In that first year I saw a lot (and ate and drank a lot) but had no time to research the trips properly or find outlets to sell the stories. I spent a fortune on airport car parks, taxis and bottled water. I soon got bored with days spent at airports, on ferries and in tour buses.
It's clear that too much travel is as bad as not enough.
So now I've learned to do just what I need and want to do. That means snapping up well-paid commissioned trips or going to places that I really want to go. But not wasting my weeks on trips back to the over-publicised destinations that everyone has read a hundred times already.
I'm still waiting to go to Japan, Tahiti and I can't wait to go back to Patagonia, but I will never again spend ten days by myself in a cheap tourist hotel in Magalluf Mallorca just to see what it's like.
What this means is that every single day I have the odd experience of turning down travel PR people offering me free trips to places all over the world. Today, for example, a wet Monday in May, I've politely declined visits to Egypt, Scotland, the Lake District and Florida Keys.
I could spend the whole next month taking up those offers, earn no money and spend dreary hours on motorways and in airports in the process.
Instead I'm waiting for a trip to Sweden in a couple of weeks which will end up in the Mail on Sunday and thetraveleditor.com/. That'll do for now.

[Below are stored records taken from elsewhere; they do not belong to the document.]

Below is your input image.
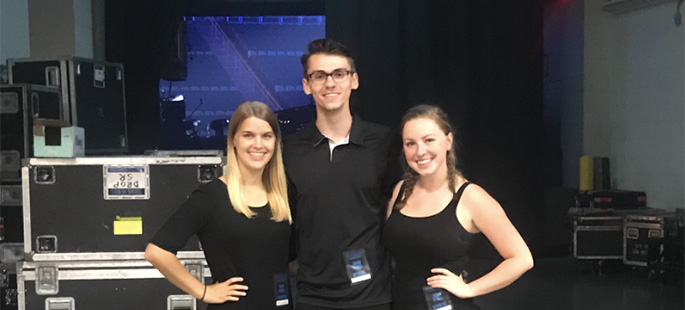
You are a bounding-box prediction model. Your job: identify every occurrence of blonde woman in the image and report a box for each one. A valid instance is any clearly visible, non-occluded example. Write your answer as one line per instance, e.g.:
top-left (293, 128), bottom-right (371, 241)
top-left (145, 101), bottom-right (292, 310)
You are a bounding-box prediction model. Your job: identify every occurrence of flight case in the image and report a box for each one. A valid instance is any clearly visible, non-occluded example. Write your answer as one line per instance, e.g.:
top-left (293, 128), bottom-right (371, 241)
top-left (22, 156), bottom-right (223, 261)
top-left (0, 84), bottom-right (63, 184)
top-left (7, 57), bottom-right (128, 155)
top-left (623, 213), bottom-right (677, 266)
top-left (573, 216), bottom-right (623, 260)
top-left (17, 259), bottom-right (212, 310)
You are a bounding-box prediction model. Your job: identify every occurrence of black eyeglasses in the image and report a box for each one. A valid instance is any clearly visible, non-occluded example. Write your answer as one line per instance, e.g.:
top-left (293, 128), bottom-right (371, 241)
top-left (307, 69), bottom-right (354, 84)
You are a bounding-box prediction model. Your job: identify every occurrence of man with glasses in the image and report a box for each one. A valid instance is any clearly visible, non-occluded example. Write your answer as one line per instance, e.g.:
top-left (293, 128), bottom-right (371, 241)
top-left (283, 39), bottom-right (399, 310)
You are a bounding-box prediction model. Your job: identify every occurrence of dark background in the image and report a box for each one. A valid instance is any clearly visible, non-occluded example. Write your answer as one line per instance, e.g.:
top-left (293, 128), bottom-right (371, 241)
top-left (105, 0), bottom-right (544, 256)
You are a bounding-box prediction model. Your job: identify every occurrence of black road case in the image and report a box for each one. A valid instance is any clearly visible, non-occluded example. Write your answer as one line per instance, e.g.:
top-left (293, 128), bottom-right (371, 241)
top-left (7, 57), bottom-right (128, 154)
top-left (17, 260), bottom-right (212, 310)
top-left (623, 214), bottom-right (677, 266)
top-left (0, 184), bottom-right (24, 242)
top-left (0, 84), bottom-right (63, 183)
top-left (573, 216), bottom-right (623, 260)
top-left (22, 156), bottom-right (223, 261)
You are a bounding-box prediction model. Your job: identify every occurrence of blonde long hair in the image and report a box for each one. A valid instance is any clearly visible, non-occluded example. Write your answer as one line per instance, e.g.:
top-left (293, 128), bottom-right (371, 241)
top-left (226, 101), bottom-right (292, 223)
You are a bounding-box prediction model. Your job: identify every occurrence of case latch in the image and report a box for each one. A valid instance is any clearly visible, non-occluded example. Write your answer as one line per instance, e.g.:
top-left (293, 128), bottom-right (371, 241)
top-left (166, 295), bottom-right (197, 310)
top-left (36, 266), bottom-right (58, 296)
top-left (36, 235), bottom-right (57, 253)
top-left (45, 297), bottom-right (75, 310)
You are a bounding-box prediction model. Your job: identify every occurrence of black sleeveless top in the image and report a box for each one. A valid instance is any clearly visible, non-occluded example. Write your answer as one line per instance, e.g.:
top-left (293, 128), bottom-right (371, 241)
top-left (383, 182), bottom-right (479, 310)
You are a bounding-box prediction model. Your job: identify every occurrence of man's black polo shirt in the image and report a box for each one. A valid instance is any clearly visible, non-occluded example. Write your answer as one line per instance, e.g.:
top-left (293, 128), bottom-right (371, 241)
top-left (283, 117), bottom-right (400, 308)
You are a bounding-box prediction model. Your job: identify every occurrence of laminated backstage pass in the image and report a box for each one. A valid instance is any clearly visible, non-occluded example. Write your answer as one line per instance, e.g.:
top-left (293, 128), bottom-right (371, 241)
top-left (274, 272), bottom-right (290, 307)
top-left (343, 249), bottom-right (371, 284)
top-left (112, 216), bottom-right (143, 235)
top-left (423, 286), bottom-right (454, 310)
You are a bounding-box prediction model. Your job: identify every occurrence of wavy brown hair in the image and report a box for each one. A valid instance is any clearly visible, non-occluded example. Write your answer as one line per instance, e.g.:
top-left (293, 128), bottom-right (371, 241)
top-left (395, 104), bottom-right (461, 210)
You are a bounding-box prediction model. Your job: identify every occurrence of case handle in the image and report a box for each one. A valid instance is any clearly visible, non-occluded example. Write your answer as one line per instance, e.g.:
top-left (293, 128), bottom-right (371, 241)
top-left (45, 297), bottom-right (75, 310)
top-left (166, 295), bottom-right (197, 310)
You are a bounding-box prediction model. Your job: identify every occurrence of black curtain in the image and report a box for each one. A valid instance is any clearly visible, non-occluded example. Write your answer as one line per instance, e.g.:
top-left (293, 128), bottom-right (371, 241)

I'm reporting this, not to show off - after any travelwriters will be getting the same offers as me - but to show what a strange view of travel us professionals get.
While most people dream for weeks of their next trip, we end up almost begrudging the whole process. It's work, nice work, but still work.
After a while even the smartest hotels and weirdest landscapes can seem like another day spent clutching a notebook, asking how you spell people's names and reminding yourself to take photos.
So for you, the reader, there's a good side to all this: jaded old travel hacks like me are unlikely to be bowled over by some average new hotel in Tuscany or another bunch of palm trees round a swimming pool in the Caribbean. We've seen it all before and know there are a hundred others just down the road.
So when we do rant about how good something is - then it REALLY has made an impression.